Recurrent reciprocal deletions and duplications of 16p13.11: the deletion is a risk factor for MR/MCA while the duplication may be a rare benign variant.
Hannes FD., Sharp AJ., Mefford HC., de Ravel T., Ruivenkamp CA., Breuning MH., Fryns J-P., Devriendt K., Van Buggenhout G., Vogels A., Stewart H., Hennekam RC., Cooper GM., Regan R., Knight SJL., Eichler EE., Vermeesch JR.

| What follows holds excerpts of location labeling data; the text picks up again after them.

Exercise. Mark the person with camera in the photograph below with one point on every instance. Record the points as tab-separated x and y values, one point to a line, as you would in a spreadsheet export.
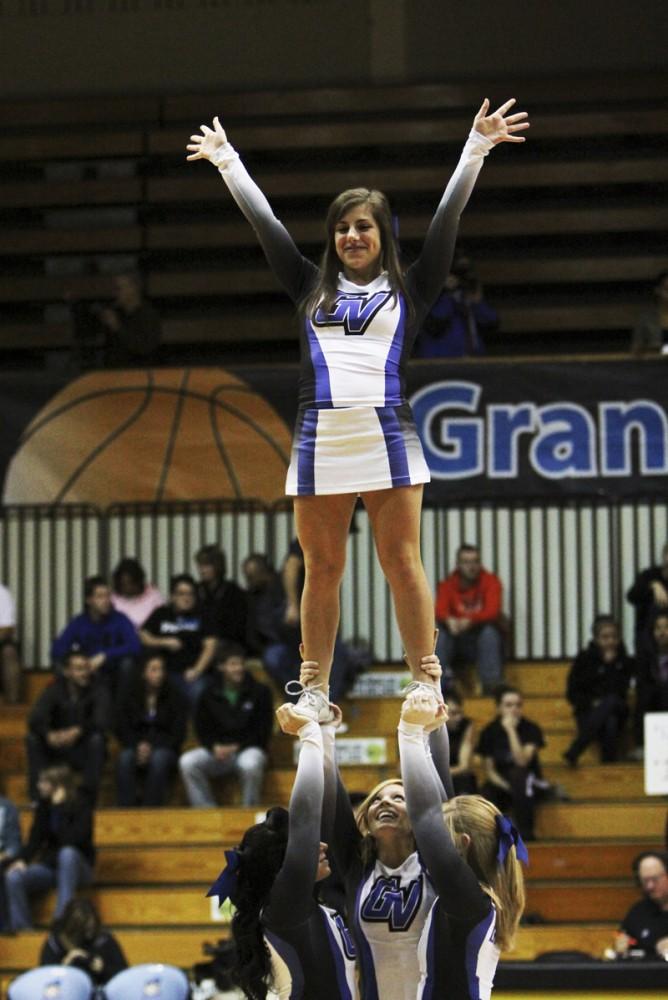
454	326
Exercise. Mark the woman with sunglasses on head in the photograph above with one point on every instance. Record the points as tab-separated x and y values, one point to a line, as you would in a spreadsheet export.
472	854
287	940
355	433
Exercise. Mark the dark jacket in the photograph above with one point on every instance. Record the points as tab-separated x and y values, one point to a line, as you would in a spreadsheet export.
167	728
225	607
58	708
248	722
590	679
54	826
114	635
641	596
104	948
10	830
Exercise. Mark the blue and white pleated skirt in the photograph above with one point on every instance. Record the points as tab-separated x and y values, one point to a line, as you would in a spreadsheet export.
355	449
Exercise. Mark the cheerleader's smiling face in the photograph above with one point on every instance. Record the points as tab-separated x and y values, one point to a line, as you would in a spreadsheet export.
358	244
387	812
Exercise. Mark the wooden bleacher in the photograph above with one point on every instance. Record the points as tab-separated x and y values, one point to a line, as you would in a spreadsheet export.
567	233
154	865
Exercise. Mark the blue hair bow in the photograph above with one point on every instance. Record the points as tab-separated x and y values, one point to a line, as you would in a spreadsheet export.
509	836
226	883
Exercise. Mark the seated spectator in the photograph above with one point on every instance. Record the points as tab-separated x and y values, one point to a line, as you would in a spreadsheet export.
52	981
649	595
184	634
455	324
105	635
159	980
59	851
651	679
67	724
10	848
645	927
270	636
131	594
10	664
650	335
223	602
468	611
233	722
461	735
597	688
150	726
123	333
509	747
77	939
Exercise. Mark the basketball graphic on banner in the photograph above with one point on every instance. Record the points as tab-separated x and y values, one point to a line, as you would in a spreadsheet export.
150	435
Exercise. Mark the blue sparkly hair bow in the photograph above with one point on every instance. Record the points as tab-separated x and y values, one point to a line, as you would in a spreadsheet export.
225	885
509	836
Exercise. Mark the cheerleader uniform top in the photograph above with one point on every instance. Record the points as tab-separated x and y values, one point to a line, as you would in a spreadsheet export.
388	908
457	953
354	429
312	953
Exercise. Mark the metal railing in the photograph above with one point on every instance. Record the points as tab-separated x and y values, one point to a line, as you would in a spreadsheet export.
560	563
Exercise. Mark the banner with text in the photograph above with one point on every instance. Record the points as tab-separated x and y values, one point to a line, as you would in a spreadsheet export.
490	430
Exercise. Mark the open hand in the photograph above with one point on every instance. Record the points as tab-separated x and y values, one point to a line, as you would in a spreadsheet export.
419	708
497	127
290	720
309	670
202	147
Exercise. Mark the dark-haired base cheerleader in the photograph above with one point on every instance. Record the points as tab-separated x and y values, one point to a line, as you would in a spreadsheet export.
286	940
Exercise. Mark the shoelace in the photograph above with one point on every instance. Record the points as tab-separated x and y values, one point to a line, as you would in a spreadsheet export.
309	694
423	686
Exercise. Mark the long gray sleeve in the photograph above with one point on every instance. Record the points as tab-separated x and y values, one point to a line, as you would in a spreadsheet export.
296	273
427	275
292	891
455	882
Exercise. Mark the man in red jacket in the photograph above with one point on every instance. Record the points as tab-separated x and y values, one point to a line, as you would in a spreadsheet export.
468	607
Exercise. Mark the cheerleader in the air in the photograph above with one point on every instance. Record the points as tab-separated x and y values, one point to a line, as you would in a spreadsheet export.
355	432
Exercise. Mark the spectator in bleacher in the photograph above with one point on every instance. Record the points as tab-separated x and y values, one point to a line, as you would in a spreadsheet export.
651	679
131	594
649	595
455	324
597	688
509	747
132	329
645	926
233	722
10	664
68	722
10	848
223	601
106	636
650	334
78	939
468	615
184	634
276	643
151	727
461	735
59	852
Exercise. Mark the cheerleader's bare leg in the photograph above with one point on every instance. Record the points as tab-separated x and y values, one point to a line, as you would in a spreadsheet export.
395	520
323	524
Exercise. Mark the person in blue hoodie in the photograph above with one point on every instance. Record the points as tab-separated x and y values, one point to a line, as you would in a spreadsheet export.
106	636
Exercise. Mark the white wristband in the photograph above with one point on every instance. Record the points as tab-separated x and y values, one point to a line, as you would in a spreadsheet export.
224	155
411	730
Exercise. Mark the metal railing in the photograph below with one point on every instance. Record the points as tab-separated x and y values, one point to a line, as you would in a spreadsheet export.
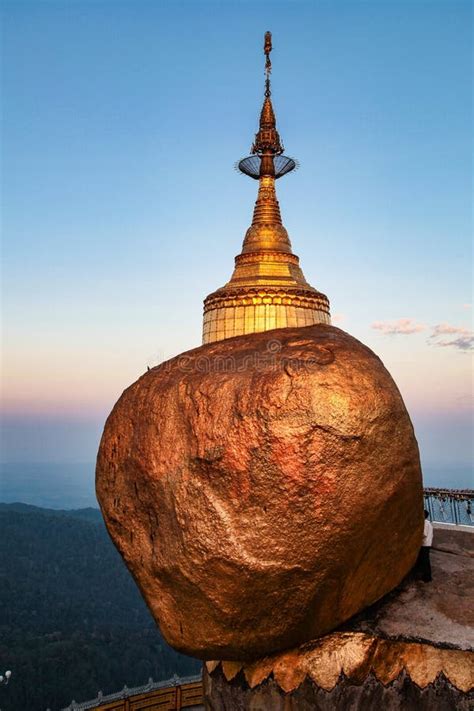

BACKGROUND: Genomic disorders are often caused by non-allelic homologous recombination between segmental duplications. Chromosome 16 is especially rich in a chromosome-specific low copy repeat, termed LCR16. METHODS AND RESULTS: A bacterial artificial chromosome (BAC) array comparative genome hybridisation (CGH) screen of 1027 patients with mental retardation and/or multiple congenital anomalies (MR/MCA) was performed. The BAC array CGH screen identified five patients with deletions and five with apparently reciprocal duplications of 16p13 covering 1.65 Mb, including 15 RefSeq genes. In addition, three atypical rearrangements overlapping or flanking this region were found. Fine mapping by high-resolution oligonucleotide arrays suggests that these deletions and duplications result from non-allelic homologous recombination (NAHR) between distinct LCR16 subunits with >99% sequence identity. Deletions and duplications were either de novo or inherited from unaffected parents. To determine whether these imbalances are associated with the MR/MCA phenotype or whether they might be benign variants, a population of 2014 normal controls was screened. The absence of deletions in the control population showed that 16p13.11 deletions are significantly associated with MR/MCA (p = 0.0048). Despite phenotypic variability, common features were identified: three patients with deletions presented with MR, microcephaly and epilepsy (two of these had also short stature), and two other deletion carriers ascertained prenatally presented with cleft lip and midline defects. In contrast to its previous association with autism, the duplication seems to be a common variant in the population (5/1682, 0.29%). CONCLUSION: These findings indicate that deletions inherited from clinically normal parents are likely to be causal for the patients' phenotype whereas the role of duplications (de novo or inherited) in the phenotype remains uncertain. This difference in knowledge regarding the clinical relevance of the deletion and the duplication causes a paradigm shift in (cyto)genetic counselling.